Favreau discussed the tone of the show.

“It’s like after the Roman Empire falls, or when you don’t have a centralized shogun in Japan­ — and, of course, the Old West, when there wasn’t any government in the areas that had not yet been settled,” says showrunner Jon Favreau (The Lion King), who spearheads the series along with longtime Star Wars animated-series producer Dave Filoni. “Those are also cinematic tropes in films that originally inspired George Lucas to make Star Wars.”

Indeed, The Mandalorian’s clearest inspiration is the first act of A New Hope, which played like a Western set in space: exotic creatures, smugglers, soldiers, and bounty hunters leading rough lives in an overlooked outlaw territory. (Conversely, the show is perhaps the furthest from the Star Wars prequels and the aristocratic poshness of their Jedi council meetings on Coruscant.) Expect The Mandalorian to travel from system to system in a very “boots on the ground” tale without any major legacy characters…at least, not in the first season.

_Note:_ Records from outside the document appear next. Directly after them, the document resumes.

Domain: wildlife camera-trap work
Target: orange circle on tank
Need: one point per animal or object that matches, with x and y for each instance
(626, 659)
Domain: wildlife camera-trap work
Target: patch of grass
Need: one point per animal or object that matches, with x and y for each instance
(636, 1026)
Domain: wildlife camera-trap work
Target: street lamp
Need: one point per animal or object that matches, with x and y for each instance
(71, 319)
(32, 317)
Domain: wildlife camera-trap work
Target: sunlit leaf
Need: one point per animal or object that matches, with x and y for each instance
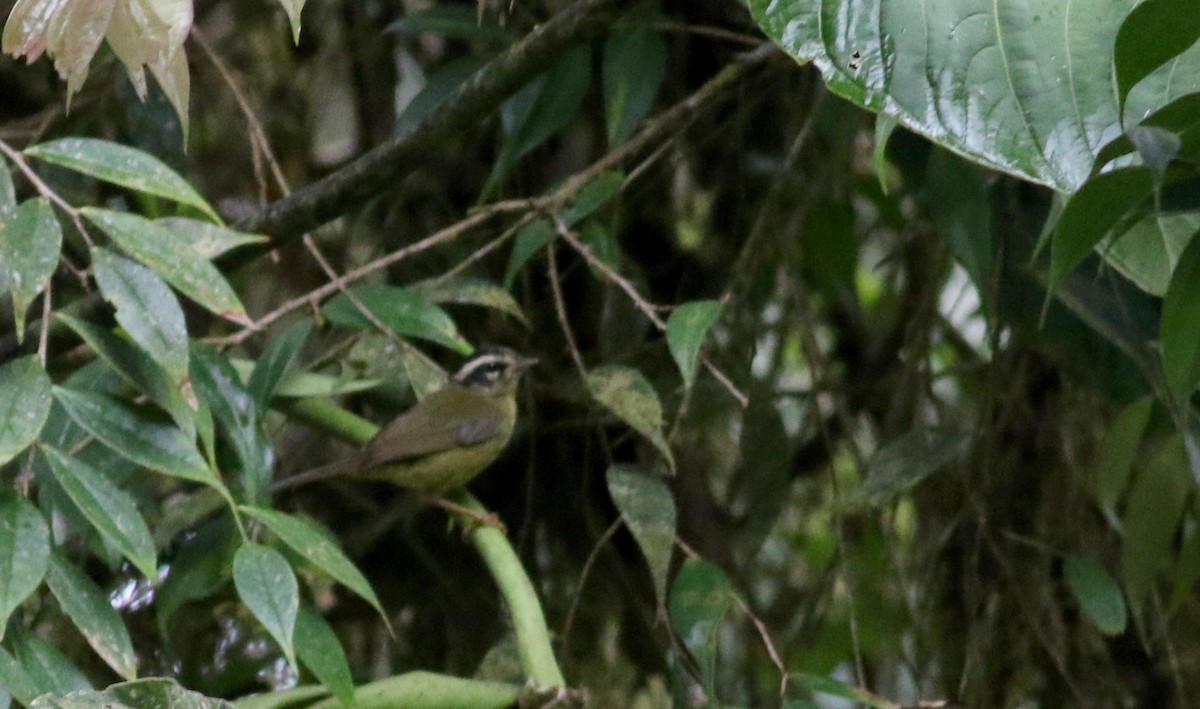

“I’ve always been curious what the other people in the cantina are up to,” Favreau says. “We’re digging really deep in the toy chest and pulling out the action figures that people were always curious about and were not quite in the center frame, but have a lot of potential.”

Or as Filoni puts it: “These are the [action figures] you got. Your older brothers have had ‘good’ ones. Somehow you got Boba Fett. And if you have Boba Fett, you could always tell a good story.”